Designing a group of regeneration codes with the parameters of (n, k, d) [ alpha, beta, B ], wherein n is the total number of nodes, k is the number of nodes needing to be connected for decoding, d is the number of nodes needing to be connected for repairing, alpha is the storage capacity of each node, beta is the size of data downloaded from one node during repairing, and B is the number of original symbols capable of being coded at one time. The existing indexes of the regeneration code, namely storage cost alpha and bandwidth cost gamma, describe the performance of the node and cannot reflect the performance in an actual system. For example, in table 1, when the link bandwidth is limited to β ═ 1 and the total data amount M is 6, and simply using two indexes α and γ as criteria for evaluating the performance of the regenerated code, it can be seen that the parameter (4,2,2) [1,2] MSR code has the minimum overhead and can be considered as the best performance, but in an actual system, the actual system memory occupation and bandwidth consumption of the (4,2,2) [1,2] MSR code are not the best due to the difference in the bandwidth limitation and the number of striping, whereas the (6,3,4) [2,4] MSR code with a larger α and γ performs better instead.

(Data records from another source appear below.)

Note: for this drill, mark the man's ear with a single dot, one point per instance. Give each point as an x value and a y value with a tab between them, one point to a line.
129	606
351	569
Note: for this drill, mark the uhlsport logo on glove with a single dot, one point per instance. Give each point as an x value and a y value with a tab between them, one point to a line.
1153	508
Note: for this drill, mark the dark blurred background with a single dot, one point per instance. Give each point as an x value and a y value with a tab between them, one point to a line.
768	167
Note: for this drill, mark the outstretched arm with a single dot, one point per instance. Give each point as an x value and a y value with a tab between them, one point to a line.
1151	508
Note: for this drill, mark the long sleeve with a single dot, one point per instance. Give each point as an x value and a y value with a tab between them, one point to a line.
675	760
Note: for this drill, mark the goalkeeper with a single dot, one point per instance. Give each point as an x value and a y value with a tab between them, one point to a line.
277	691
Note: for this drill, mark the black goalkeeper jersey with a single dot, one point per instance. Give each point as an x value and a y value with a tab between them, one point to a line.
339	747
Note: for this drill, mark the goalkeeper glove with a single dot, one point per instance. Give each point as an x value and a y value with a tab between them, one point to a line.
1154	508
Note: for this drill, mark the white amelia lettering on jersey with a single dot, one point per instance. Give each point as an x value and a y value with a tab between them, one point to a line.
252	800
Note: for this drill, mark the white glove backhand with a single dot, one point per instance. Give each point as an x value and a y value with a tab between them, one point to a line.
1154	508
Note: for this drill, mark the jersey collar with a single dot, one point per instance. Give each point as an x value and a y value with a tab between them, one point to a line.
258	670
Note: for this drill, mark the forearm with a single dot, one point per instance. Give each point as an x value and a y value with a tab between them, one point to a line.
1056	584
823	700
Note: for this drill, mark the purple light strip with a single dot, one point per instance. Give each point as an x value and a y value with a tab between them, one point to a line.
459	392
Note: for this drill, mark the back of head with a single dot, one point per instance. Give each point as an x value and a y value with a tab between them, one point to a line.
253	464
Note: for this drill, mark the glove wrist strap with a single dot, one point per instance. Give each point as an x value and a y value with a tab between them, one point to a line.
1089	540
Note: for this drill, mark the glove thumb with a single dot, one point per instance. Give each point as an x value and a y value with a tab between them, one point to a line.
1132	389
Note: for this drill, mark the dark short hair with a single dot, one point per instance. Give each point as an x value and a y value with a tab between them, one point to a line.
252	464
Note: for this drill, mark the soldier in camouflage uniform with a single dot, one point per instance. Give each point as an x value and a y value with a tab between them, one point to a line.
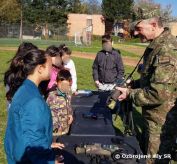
158	85
59	101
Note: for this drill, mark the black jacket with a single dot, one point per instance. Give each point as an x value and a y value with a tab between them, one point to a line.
108	66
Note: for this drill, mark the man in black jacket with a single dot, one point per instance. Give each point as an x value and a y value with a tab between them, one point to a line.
108	66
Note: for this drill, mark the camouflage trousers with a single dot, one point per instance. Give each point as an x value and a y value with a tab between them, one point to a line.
160	136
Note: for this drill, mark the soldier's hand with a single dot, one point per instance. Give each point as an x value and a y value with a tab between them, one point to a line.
97	83
124	93
59	159
57	145
70	119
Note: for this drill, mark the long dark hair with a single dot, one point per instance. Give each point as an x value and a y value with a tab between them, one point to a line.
21	66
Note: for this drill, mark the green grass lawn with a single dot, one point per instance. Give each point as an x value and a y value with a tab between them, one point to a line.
84	73
93	48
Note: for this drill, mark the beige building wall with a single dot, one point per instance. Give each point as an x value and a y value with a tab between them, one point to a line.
173	27
78	23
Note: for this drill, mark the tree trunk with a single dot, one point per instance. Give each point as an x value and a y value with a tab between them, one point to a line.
108	26
21	26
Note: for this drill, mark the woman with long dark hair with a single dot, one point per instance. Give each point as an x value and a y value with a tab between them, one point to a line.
28	135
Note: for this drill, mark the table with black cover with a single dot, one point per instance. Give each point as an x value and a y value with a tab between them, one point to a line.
95	130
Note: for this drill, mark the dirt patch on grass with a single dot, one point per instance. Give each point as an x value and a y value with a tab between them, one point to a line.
126	60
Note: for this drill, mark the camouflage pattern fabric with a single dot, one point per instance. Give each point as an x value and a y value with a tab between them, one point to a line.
60	107
157	94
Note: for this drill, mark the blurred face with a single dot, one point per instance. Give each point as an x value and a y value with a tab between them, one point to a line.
145	31
46	69
57	61
64	86
107	46
65	58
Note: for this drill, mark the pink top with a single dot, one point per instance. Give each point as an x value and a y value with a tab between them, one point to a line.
53	77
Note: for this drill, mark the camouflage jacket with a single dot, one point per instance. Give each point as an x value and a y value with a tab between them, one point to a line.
60	108
159	75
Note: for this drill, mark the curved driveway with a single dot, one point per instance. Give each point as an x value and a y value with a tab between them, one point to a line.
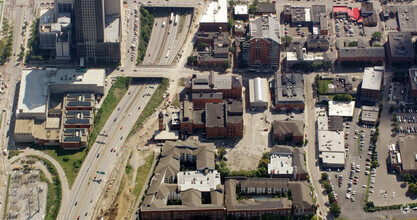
61	173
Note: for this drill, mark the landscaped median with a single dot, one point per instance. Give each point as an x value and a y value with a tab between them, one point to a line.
54	197
71	160
156	99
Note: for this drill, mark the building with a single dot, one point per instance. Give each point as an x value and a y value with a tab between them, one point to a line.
407	17
372	83
98	30
370	114
331	148
215	18
412	73
177	194
368	55
224	119
258	93
265	9
318	42
218	119
229	86
241	12
55	106
288	132
262	202
262	50
218	49
400	49
289	92
405	160
341	108
55	33
287	162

Table 1 parameter comparison for three MSR code schemes (M ═ 6, β ═ 1)

In order to fairly and intuitively compare the performance of the regeneration code in an actual system under different parameters, two new regeneration code indexes are defined: unit storage overhead usc (unit storage cost), that is, the hard disk space occupied by each unit data block during storage; unit bandwidth overhead, urb, (unit bandwidth), i.e. the transmission bandwidth consumed for repairing each unit data block. USC and URB of MSR code and MBR code are respectively expressed as

And

then: ,

the invention applies the truncation idea to the regeneration code and uses two indexes of unit storage cost USC and unit bandwidth cost URB to judge the performance of the regeneration code. The truncation is to delete t information bits on the basis of the (n, k) mother code to obtain a truncated subcode of (n-t, k-t), thereby achieving the purpose of shortening the code. Preferably, the key technology of the core of the invention is that some information bits are deleted, and redundancy is added, so that the data stored by t nodes after coding are all 0, and therefore, the nodes do not need to be stored, and the cost in an actual system is lower.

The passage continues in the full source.